Der Reichskanzler machte Mitteilung von einem Telegramm des deutschen Botschafters in den Vereinigten Staaten14, wonach im Ausland größte Erregung über die Schlemmerei in Deutschland und das Auftreten der Deutschen im Ausland herrsche.

14

Wiedfeldt.

Der Reichsminister des Auswärtigen bestätigte die Berechtigung dieser Auffassung auf Grund seiner Beobachtungen in der Schweiz.

[194] Der Reichsminister der Finanzen teilte mit, daß bereits ein Überwachungsdienst eingesetzt sei und daß er beabsichtige, die betreffenden Personen nach Möglichkeit zur Aufwandsbesteuerung heranzuziehen.

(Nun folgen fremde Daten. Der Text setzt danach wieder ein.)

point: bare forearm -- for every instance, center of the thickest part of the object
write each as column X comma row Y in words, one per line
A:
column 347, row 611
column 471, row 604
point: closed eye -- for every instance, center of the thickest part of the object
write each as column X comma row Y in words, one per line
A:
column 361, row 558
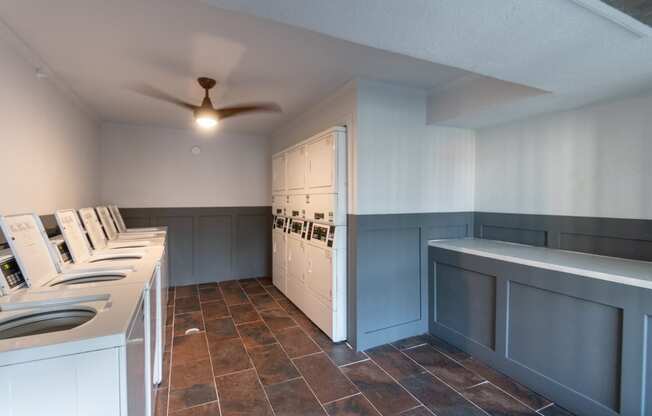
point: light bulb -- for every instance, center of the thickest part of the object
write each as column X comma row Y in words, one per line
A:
column 206, row 121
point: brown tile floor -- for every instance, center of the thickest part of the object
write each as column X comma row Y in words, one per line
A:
column 242, row 348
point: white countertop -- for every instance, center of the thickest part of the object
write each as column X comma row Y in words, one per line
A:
column 612, row 269
column 116, row 303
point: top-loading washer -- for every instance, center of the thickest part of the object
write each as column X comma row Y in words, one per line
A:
column 11, row 277
column 30, row 246
column 112, row 231
column 98, row 238
column 76, row 352
column 122, row 228
column 78, row 244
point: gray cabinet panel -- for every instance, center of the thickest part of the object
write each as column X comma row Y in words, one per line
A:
column 582, row 340
column 466, row 303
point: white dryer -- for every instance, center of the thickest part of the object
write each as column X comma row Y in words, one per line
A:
column 296, row 261
column 325, row 279
column 279, row 249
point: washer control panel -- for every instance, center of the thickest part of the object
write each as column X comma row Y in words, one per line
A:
column 11, row 278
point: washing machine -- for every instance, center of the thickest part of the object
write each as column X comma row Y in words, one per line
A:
column 11, row 277
column 279, row 260
column 98, row 238
column 325, row 279
column 81, row 352
column 122, row 228
column 78, row 244
column 32, row 250
column 296, row 261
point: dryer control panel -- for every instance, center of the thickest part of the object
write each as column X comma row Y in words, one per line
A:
column 11, row 278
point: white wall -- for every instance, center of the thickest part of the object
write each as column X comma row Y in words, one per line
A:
column 404, row 165
column 338, row 109
column 594, row 161
column 145, row 166
column 49, row 146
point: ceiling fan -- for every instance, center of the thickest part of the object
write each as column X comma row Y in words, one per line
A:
column 206, row 115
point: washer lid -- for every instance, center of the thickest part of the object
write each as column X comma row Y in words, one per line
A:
column 31, row 246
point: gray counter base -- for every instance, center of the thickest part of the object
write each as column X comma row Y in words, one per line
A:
column 579, row 341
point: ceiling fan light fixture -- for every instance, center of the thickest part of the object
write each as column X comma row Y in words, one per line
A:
column 206, row 118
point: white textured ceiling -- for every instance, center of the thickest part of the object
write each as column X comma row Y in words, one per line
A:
column 571, row 48
column 296, row 51
column 100, row 48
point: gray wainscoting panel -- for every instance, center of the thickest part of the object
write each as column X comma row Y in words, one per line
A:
column 394, row 296
column 582, row 340
column 617, row 237
column 387, row 272
column 180, row 247
column 466, row 303
column 214, row 245
column 208, row 244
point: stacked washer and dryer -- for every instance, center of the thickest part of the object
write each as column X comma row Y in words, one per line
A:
column 309, row 204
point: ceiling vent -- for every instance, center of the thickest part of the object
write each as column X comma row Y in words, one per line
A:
column 633, row 15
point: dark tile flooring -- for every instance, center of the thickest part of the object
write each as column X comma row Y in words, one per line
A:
column 242, row 348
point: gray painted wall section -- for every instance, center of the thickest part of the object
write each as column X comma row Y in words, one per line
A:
column 580, row 342
column 387, row 272
column 213, row 243
column 616, row 237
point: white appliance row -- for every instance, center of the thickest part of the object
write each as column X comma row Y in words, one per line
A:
column 309, row 267
column 309, row 179
column 81, row 330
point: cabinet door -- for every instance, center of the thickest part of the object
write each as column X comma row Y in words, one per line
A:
column 296, row 170
column 319, row 278
column 278, row 173
column 295, row 272
column 322, row 165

Der Reichsminister des Auswärtigen teilte mit, daß Maximilian Harden in einer amerikanischen Zeitschrift einen Artikel veröffentlicht habe, in dem er behaupte, daß Deutschland nicht auf die Zufuhr von Lebensmitteln angewiesen sei, sondern nur nötig habe, die Landwirtschaft zur Abgabe von Lebensmitteln zu zwingen15. Dieser Artikel sei Landesverrat, und es müsse erwogen werden, wie dagegen eingeschritten werden sollte.

15

Aus Lugano, wo er einen kurzen Erholungsaufenthalt verbrachte, telegrafierte Stresemann am 4. 1. an das AA: „Maximilian Harden veröffentlicht in New Yorker jüdischem Blatt Artikel gegen Nahrungsmittelsendungen nach Deutschland und rät Hoover, jede Beihilfe einzustellen, da in Deutschland genug Getreide vorhanden und nur Agrarier schuld, wenn nicht genügend Brot zur Verteilung käme. Daily Mail Paris vom 3. Januar übernimmt diesen Artikel. Bemühungen amerikanischer Kreise sowie General Allen werden dadurch vollkommen sabotiert. Bitte Dr. Spiecker benachrichtigen wegen publizistischer Bekämpfung und weiterer Erwägung, ob gegen H. nicht vorgegangen werden kann.“ (Pol.Arch. des AA, Büro Reichsminister, 27 Vereinigte Staaten, Bd. 3). General Allen, ehemaliger Befehlshaber der amerik. Besatzungstruppen im Rheinland, hatte 1923 ein amerik. Komitee für die Durchführung von Kinderspeisungen in Deutschland ins Leben gerufen.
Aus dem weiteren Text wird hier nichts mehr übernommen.